Exception. Foreign direct investments below the threshold of EUR 2,000,000 may also be subject to screening by the CEISD.
This applies in cases where the investment, by its nature or potential effects, could impact public security or public policy.
Even if the value is lower, the investment may still be reviewed if it presents a potential risk to national interests.

The authorities perform an in-depth background check on the investor’s links to non-EU governments or prior legal issues. Any lack of transparency in the disclosure of these links can lead to an immediate rejection of the application.
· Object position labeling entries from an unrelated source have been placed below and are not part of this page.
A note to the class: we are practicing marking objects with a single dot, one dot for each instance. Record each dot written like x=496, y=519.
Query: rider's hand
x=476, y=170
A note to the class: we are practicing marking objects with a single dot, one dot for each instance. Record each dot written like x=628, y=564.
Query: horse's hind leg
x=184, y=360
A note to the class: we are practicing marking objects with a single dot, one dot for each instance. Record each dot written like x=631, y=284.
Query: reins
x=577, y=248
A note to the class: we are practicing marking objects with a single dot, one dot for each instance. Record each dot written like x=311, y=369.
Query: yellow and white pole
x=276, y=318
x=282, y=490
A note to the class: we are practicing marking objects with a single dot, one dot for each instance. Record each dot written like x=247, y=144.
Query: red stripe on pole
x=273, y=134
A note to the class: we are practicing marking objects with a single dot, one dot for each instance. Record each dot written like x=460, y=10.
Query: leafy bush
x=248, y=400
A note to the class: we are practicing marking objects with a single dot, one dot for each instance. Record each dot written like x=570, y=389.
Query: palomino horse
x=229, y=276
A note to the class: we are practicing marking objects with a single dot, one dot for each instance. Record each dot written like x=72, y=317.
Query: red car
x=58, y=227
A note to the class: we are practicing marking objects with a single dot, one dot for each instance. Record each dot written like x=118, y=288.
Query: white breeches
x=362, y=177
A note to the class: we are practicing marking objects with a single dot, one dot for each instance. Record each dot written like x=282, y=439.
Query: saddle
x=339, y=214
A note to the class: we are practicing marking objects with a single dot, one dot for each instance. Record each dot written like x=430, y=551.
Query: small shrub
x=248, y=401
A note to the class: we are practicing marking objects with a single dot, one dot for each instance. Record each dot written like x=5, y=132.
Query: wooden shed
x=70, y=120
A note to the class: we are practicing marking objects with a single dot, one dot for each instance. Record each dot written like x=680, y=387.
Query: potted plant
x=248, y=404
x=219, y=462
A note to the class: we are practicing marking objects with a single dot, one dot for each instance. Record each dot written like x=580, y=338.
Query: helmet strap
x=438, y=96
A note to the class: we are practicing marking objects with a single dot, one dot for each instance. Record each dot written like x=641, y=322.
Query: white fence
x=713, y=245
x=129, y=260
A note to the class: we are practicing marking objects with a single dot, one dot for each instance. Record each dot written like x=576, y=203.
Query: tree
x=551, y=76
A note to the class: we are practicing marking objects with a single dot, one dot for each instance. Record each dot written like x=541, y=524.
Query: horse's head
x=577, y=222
What would the CEISD decide?

The CEISD does not just approve or reject; it can issue conditional authorizations that may impose significant operational burdens on your business for years to come. In the most severe cases, the Government can order the cancellation of an investment already implemented if it is found to breach the screening mechanism.

Stricter Rules Require Professional Defense

The entry into force of GEO 108/2023 marks a new era of “anti-circumvention” measures. The decline in non-resident direct investment has made the authorities even more vigilant regarding the nationality and intent of investors.

Navigating the CEISD mechanism is a high-stakes legal process, not a DIY project. Our law office provides the specialized expertise required to structure your transaction, prepare the authorization dossier, and represent your interests before the Competition Council and the Bucharest Court of Appeal.

Expansion of the Foreign Investment Screening Mechanism: Inclusion of Intra-EU Investments to Prevent Regulatory Circumvention

In conclusion, the adoption of GEO 108/2023 has unified the foreign investment screening mechanism, in the sense of screening, in addition to non-EU investments, also those from the European Union, given that since the entry into force of the FDI screening mechanism various practices of circumvention have been observed, the most common being that of declaring the nationality of the investor as coming from a Member State of the European Union. This trend is also observed in the other EU Member States, with Romania not being an isolated case, according to the explanatory memorandum to GEO 108/2023.

Source: Emergency Ordinance No. 46 of 14 April 2022 on measures for the implementation of Regulation (EU) 2019/452 of the European Parliament and of the Council of 19 March 2019 establishing a framework for the screening of foreign direct investments into the Union, and for the amendment and supplementation of Competition Law No. 21/1996; Emergency Ordinance No. 108 of 29 November 2023 amending and supplementing Competition Law No. 21/1996 and other related legislation; Explanatory Memorandum to GEO No. 108/2023; Regulation (EU) 2019/452 of the European Parliament and of the Council of 19 March 2019 establishing a framework for the screening of foreign direct investments into the Union.